Pentingnya Subsektor Peternakan
Pengamat Ekonomi dan Bisnis Peternakan Arief Daryanto sebagai ahli yang juga dihadirkan Pemerintah menjelaskan bahwa subsektor peternakan mempunyai peran sangat penting dalam perekonomian Indonesia, baik dalam pembentukan produk domestik bruto dan penyerapan tenaga kerja, maupun dalam penyediaan bahan baku industri. Berdasarkan data Biro Pusat Statistik, kontribusi produk domestik bruto (PDB) subsektor peternakan terhadap sektor pertanian pada 2014 sebesar 11,84%. Sedangkan kontribusi terhadap besaran PDB nasional mencapai 1,58%.
“Dalam penyerapan tenaga kerja subsektor peternakan juga mempunyai peranan yang sangat strategis.

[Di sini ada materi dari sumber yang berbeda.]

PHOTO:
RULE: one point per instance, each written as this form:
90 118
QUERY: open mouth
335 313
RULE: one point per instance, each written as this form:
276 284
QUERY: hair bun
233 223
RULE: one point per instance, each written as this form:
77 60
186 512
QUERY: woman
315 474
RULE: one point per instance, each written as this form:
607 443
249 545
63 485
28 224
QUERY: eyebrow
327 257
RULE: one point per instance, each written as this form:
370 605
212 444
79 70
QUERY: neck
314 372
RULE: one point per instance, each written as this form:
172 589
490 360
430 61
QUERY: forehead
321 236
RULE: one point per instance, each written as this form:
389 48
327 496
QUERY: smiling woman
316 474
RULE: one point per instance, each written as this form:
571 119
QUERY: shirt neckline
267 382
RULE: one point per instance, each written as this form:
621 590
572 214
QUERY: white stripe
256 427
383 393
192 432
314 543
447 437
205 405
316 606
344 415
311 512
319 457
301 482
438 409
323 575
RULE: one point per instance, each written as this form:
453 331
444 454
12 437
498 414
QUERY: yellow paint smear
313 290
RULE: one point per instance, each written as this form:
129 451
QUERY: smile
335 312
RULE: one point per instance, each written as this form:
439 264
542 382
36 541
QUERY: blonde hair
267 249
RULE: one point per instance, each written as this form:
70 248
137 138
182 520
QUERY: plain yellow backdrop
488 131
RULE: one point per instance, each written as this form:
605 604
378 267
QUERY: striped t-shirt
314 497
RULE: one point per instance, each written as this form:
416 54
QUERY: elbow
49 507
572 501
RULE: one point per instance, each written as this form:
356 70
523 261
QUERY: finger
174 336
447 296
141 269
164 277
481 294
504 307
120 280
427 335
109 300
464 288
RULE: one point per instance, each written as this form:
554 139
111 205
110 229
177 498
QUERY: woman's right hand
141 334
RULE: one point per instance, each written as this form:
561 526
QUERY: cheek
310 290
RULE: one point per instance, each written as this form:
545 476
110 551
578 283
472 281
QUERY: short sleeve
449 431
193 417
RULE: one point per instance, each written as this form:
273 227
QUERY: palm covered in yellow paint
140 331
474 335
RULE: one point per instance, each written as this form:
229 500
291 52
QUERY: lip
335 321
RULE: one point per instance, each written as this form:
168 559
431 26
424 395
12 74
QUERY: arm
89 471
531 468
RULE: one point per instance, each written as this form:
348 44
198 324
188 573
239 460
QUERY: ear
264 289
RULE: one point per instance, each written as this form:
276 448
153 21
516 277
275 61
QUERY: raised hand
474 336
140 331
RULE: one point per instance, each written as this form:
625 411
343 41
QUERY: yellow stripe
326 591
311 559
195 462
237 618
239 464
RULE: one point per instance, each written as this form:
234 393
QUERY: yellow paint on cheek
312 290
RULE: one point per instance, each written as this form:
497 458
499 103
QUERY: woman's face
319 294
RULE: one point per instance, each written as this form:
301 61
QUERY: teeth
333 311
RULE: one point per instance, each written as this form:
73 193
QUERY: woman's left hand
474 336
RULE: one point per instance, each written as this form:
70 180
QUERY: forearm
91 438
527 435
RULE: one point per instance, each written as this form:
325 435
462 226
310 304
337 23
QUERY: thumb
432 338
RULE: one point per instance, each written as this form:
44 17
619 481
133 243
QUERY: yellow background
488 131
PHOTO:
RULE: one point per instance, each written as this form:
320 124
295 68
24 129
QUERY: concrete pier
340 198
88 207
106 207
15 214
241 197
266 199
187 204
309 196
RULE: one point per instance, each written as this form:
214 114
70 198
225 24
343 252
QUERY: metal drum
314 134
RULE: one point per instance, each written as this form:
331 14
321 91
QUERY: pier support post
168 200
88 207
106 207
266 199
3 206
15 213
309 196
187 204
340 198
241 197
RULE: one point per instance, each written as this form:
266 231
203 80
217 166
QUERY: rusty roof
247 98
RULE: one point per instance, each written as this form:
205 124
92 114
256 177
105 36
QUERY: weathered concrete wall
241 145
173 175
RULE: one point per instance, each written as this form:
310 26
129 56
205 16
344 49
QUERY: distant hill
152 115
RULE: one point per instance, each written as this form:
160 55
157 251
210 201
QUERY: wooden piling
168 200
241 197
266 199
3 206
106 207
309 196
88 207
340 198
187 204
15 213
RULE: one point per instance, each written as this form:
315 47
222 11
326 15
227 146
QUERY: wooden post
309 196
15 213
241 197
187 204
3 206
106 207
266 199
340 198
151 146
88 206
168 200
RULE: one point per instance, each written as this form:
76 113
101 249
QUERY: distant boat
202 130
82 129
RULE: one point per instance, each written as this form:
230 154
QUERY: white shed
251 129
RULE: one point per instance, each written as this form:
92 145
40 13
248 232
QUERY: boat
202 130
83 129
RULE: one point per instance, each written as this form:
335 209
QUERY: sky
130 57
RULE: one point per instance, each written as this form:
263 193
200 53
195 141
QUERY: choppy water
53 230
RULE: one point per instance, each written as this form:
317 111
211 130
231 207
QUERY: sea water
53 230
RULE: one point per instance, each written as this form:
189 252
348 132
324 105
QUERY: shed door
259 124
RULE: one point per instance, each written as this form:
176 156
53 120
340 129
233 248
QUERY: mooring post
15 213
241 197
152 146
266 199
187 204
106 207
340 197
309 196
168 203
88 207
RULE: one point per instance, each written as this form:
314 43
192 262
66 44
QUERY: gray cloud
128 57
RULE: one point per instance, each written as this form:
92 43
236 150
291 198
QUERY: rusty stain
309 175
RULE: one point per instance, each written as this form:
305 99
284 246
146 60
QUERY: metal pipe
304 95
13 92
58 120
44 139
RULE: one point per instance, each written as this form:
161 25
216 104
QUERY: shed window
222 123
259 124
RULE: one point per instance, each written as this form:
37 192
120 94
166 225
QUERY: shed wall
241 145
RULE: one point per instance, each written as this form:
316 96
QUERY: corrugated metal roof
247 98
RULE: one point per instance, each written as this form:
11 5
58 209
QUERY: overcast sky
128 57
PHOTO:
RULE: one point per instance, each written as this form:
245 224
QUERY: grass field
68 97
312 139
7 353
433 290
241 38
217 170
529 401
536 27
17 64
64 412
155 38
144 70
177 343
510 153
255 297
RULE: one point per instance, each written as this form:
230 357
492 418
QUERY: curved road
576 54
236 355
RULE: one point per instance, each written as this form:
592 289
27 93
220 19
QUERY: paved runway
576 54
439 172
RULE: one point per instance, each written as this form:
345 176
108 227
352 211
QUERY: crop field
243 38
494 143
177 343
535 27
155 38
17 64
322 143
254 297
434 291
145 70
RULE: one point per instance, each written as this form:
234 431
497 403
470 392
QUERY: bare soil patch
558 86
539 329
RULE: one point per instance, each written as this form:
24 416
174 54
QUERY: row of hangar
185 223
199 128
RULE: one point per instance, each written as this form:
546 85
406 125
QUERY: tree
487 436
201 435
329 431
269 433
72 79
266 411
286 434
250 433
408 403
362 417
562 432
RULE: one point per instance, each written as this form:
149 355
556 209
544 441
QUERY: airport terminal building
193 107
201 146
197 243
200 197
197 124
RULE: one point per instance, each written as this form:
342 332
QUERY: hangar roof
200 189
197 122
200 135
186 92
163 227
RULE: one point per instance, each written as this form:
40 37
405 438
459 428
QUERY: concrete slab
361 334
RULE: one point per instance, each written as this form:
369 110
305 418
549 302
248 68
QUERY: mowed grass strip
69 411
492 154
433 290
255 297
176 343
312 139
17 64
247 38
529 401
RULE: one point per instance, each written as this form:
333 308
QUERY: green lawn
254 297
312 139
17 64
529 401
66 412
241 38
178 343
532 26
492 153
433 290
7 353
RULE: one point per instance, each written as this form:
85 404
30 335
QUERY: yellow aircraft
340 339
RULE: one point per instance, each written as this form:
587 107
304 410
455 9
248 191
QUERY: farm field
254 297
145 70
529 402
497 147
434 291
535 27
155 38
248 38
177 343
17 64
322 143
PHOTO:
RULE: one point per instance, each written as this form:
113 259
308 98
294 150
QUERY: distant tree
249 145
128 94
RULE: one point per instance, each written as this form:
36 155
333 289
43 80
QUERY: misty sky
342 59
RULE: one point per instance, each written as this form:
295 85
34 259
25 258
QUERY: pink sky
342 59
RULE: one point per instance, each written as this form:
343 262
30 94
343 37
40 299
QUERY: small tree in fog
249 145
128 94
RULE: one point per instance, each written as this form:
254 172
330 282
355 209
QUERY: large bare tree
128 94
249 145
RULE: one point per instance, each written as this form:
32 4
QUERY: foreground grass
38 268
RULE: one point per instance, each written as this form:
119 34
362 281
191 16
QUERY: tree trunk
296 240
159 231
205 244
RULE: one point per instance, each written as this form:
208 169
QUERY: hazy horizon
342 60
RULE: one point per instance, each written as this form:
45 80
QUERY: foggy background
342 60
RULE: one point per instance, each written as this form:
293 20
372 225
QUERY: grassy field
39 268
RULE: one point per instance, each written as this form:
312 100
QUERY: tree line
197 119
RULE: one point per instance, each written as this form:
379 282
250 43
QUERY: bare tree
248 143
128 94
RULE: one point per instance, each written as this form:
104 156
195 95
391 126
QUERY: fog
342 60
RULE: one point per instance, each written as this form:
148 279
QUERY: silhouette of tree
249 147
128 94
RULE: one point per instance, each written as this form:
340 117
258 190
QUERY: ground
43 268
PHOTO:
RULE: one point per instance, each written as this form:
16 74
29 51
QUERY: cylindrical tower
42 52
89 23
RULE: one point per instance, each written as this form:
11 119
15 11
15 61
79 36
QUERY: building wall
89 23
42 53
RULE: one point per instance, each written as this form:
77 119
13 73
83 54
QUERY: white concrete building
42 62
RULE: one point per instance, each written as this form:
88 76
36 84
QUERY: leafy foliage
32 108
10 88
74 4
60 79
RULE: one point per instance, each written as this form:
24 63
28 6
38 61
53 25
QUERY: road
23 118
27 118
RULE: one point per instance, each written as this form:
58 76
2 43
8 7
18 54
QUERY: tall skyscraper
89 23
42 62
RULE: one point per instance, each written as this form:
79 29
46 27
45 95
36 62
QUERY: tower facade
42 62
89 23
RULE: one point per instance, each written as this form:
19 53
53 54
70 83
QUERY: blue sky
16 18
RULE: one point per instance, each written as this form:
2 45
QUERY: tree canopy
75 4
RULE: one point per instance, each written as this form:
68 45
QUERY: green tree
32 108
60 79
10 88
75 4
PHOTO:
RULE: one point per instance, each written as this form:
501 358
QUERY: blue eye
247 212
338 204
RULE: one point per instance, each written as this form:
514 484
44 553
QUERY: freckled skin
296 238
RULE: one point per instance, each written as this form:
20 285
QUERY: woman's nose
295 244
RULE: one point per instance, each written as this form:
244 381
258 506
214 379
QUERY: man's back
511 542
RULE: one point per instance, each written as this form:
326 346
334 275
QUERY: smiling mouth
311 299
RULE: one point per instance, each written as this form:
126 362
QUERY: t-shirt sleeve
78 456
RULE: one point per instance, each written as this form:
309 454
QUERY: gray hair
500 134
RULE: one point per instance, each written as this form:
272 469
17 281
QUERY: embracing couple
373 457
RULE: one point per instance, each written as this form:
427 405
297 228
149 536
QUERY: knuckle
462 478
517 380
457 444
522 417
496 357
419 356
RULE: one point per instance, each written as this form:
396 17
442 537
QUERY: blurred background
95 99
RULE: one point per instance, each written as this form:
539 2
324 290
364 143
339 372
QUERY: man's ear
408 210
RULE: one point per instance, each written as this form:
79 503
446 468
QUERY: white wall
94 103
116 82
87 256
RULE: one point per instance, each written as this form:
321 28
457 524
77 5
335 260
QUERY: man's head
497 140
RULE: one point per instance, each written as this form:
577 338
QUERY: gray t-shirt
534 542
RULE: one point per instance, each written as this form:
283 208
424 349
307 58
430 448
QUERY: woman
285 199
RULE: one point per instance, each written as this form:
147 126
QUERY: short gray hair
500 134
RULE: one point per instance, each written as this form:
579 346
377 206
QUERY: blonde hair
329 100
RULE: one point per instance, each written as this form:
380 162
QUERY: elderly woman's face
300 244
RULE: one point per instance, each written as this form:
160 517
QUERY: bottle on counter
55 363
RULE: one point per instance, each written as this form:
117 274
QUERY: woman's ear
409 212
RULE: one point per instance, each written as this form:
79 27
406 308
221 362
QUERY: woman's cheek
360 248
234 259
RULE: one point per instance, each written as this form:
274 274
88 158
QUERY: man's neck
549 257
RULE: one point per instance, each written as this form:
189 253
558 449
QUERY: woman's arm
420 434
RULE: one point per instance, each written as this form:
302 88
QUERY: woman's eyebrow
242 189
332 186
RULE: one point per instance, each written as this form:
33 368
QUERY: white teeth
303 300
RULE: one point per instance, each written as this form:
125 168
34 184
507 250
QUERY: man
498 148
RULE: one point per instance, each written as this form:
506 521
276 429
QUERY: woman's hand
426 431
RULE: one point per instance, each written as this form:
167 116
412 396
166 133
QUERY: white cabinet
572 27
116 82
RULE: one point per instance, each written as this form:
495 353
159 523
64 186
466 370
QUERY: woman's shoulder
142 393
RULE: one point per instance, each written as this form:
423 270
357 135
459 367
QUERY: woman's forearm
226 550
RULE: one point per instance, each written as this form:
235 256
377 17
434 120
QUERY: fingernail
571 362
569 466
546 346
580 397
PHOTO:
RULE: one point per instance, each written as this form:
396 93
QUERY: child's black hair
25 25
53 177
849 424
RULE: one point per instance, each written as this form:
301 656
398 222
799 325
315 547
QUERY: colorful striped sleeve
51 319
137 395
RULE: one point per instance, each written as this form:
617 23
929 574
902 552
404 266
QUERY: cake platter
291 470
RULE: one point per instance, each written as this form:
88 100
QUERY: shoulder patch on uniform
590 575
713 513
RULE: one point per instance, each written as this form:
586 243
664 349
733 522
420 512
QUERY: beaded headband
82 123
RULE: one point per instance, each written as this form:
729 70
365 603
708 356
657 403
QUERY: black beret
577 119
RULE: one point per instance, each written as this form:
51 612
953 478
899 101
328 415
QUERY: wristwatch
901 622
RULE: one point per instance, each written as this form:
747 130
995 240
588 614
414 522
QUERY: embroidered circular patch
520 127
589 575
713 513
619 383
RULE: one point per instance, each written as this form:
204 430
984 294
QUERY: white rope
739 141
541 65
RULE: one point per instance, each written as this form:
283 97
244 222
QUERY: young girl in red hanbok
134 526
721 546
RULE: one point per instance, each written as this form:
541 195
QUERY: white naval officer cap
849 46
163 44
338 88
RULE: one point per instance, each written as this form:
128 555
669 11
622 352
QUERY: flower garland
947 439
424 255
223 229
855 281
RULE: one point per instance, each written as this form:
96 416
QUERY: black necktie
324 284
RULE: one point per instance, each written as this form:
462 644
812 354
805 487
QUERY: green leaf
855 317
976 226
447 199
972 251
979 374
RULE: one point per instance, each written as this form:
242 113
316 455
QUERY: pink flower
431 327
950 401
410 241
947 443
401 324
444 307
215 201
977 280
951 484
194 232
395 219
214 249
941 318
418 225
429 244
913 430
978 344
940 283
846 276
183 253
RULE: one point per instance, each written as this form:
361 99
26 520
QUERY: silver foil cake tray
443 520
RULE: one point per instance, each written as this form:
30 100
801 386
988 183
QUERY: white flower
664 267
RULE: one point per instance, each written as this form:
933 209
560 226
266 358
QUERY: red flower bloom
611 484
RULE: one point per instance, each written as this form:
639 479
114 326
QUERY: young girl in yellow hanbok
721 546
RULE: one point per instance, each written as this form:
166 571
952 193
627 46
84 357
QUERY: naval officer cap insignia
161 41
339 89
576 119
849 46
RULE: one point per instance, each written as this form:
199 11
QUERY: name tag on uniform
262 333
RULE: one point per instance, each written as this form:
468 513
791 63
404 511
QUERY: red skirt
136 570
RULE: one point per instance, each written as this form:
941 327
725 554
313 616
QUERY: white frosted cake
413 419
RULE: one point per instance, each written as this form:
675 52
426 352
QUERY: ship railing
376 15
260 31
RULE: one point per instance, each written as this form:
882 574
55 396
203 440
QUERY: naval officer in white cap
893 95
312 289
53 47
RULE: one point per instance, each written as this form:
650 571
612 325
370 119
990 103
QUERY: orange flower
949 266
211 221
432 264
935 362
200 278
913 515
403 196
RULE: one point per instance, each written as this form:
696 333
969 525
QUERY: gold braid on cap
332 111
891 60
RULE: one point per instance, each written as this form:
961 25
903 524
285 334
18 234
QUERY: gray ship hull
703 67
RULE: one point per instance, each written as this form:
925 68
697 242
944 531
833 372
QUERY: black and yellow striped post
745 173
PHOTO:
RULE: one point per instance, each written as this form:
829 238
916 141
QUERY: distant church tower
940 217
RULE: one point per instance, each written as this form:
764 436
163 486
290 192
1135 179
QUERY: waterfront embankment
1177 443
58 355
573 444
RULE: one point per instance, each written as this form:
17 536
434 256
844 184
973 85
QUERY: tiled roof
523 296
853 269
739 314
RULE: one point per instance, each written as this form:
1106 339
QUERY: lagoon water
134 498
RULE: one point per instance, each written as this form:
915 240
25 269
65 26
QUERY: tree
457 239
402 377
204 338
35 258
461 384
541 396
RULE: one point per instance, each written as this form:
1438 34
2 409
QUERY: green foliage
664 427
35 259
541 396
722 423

Menurut hasil sensus pertanian 2013, dari 54,07 juta rumah tangga pertanian di pedesaan dan perkotaan, sekitar 23,98% merupakan rumah tangga usaha peternakan,” kata Arief.
Saat ini produksi daging sapi dalam negeri baru mencukupi sekitar 65% dari kebutuhan nasional, sedangkan produksi susu dalam negeri baru mencapai 20% dari kebutuhan nasional. Produksi daging ayam dan telur saat ini telah mencapai tahap swasembada. Sapi potong mempunyai peran penting sebagai penghasil daging untuk memenuhi kebutuhan nutrisi asal ternak, di samping juga menyerap tenaga kerja, terutama di pedesaan.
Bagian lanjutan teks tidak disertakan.